In summary, we fully agree with your point on the limitations of current metrics and segment-based approaches including MIX. We are very grateful for your feedback, which has pushed us to articulate this important aspect of our design more clearly. We are going to acknowledge the limitations of segment-based XAI approaches clearly in the limitation part as suggested.
Thanks again, If there is any further clarification that would be helpful for your final evaluation, we would be more than happy to provide it.
References:
[A] Post-hoc vs ante-hoc explanations: xAI design guidelines for data scientists, 2024.
Dear Reviewers,
Please take time to read the other reviews and author responses carefully, and actively participate in the Author–Reviewer Discussions—posting an initial comment early, even a brief one, helps enable a constructive exchange. Thank you!
Dear Area Chair and Reviewers,
As the author-reviewer discussion period concludes, we wanted to sincerely thank you all for your time and for a thorough and constructive review process. We would also like to extend a special thank you to our Area Chair for helping to facilitate a productive discussion.
Your collective feedback has been invaluable and has directly led to what we believe are significant improvements to our paper, including new experiments and important clarifications.

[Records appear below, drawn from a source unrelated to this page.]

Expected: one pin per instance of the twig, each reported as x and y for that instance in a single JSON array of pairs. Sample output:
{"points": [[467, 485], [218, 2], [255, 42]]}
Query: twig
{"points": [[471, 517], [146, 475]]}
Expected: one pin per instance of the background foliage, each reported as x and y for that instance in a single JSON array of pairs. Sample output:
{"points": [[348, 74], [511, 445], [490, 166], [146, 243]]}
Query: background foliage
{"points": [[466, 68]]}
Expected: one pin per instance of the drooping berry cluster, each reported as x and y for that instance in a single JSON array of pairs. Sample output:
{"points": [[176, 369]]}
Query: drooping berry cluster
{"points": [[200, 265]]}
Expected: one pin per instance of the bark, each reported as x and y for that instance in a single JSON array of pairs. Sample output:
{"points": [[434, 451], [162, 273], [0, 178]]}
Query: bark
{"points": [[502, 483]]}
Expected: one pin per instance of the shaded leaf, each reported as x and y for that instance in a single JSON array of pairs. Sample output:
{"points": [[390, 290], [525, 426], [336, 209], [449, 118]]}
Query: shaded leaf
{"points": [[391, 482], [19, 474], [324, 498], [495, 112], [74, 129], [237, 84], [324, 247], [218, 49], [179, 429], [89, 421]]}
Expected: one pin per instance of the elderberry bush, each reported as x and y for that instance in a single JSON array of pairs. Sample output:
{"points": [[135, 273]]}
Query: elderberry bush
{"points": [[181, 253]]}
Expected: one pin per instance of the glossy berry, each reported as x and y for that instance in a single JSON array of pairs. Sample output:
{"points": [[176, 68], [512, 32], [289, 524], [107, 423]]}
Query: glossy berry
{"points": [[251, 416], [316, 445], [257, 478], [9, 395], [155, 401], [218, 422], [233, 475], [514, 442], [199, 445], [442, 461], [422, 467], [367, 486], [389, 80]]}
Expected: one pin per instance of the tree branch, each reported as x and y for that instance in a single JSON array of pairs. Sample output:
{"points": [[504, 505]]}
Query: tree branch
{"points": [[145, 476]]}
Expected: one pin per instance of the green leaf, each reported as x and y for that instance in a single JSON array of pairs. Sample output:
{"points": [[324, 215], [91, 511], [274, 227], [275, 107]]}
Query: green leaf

We hope that our detailed rebuttal and these new results provide a clear basis for the next stage of evaluation. We are grateful for the opportunity to improve our work based on your guidance.
Thank you again.
Sincerely,
The Authors
This paper presents MIX, a multi-view explanation framework for time series classification, combining Haar DWT-based multi-resolution views, cross-view refinement, and novel attribution mechanisms (IGV, OSIGV, KIGV). Reviewers noted that the paper is well-motivated, technically coherent, and demonstrates good empirical performance across multiple datasets and architectures. While some concerns remain regarding framework complexity, limited quantitative evaluation, and sensitivity to hyperparameters, these do not entirely diminish the potential of the approach. Overall, the work provides an interesting direction for improving time series interpretability.